Philip finally smiled a little, liking the semiotics. “Provocative,” he said.
“Millennial,” Jeremy answered. “Teotwawki.”
After Philip left, Jeremy went to wait in the completed front room. Benny and Albertini had managed to create something that inspired in him thoughts of what gazillionaire rock stars might build, people whose long exposure to the very largest amounts of money had made them acutely aware of how quality might be procured.
Gerriamo’s wasn’t even a room, really; it had moved beyond that to become what designers called a space. Golden hardwood floors were covered with thick ivory runners and area carpets. The walls were pale gold, the ceiling the creamy blue of summer sky. The drapes that framed the two vaulting front windows were heavy royal purple velvet, tied back with thick gold rope. The tables were square and blond with thick surfaces and thin, sturdy legs. Heavy white linen covered each. In the raised rear section and against the right wall, the bar glowed with mahogany warmth. Bottles had not yet been put onto the mirrored shelving, but the central decoration had been installed, a deco nude trolling one hand downward as if in the coolness of a stream. Her hair streamed around her breasts. On the lower, round bar tables, there were tiny shaded lamps. Jeremy turned each of them on, then returned to the main dining room and sat in one of the $750 yellow mohair chairs, admiring the effect. Admiring the view of his own kitchen doors, the quilted aluminum and the classic round porthole window.
He felt rich. More than that. He thought he knew, for a moment, what wealth would have felt like in the nineteenth century. Aristocratic wealth. Wealth beyond dreams of wealth. Wealth that liberated you from al
l human constraints but the final one, and possibly even that if you made the right deal.

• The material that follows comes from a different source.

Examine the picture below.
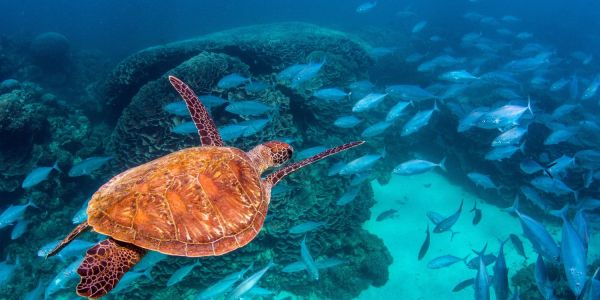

Today was Art Day. Spaced evenly around the room were paintings waiting to be hung, face to the wall. And as he sat there, he watched Dante and Benny cross the street together, Inferno Hastings coffees in hand. Dante in crisp black, as he often was these days. Benny in a grey flannel suit, with many small buttons running up to a closed collar, and narrow-legged pants with large cuffs.
“Well, well, well,” Dante said after they had entered and seen him sitting still in the middle of the room. “Everybody loves Art Day.”
Benny looked apprehensive.
“What’s this?” Jeremy asked her, indicating her suit.
“Front staff uniform,” she said. “I’m road-testing it. There’s a miniskirt version too.”
They’d achieved the effect on purpose, he assumed. From the cut of the suit Benny’s shape was overtly presented, but the sexiness was balanced by the austerity of the collar. It was the same straight-funky mix that underscored their thinking of the entire space.
“Is there one for me?” Jeremy asked Dante.
“For the kitchen, classic white,” Dante said, but then his expression changed as he looked very distinctly at Jeremy’s chin. He moved away towards one of the paintings.
“Right then, give us a hand.”
They spent a few minutes turning them all face out from the wall. Each painting was framed in heavy gold. There were twelve in total, all still lifes but one, which was a grainy portrait of a naked skinhead.
“Four local artists,” Dante said. “Are we not loyal?”
“Well …,” Benny said. “Bishop and Nygoyen are actually from Seattle. Kreschkov is Toronto.”
“Attila Richard Lukacs is Vancouver, sort of,” Jeremy said, motioning to the skinhead. “How much?”
“Jeremy,” Dante said, mock disappointed. Then: “Twenty-five thou. I like it at the very back, between the kitchen doors. Thoughts?”
“People will think it’s the chef,” Jeremy said. “Like a warning.”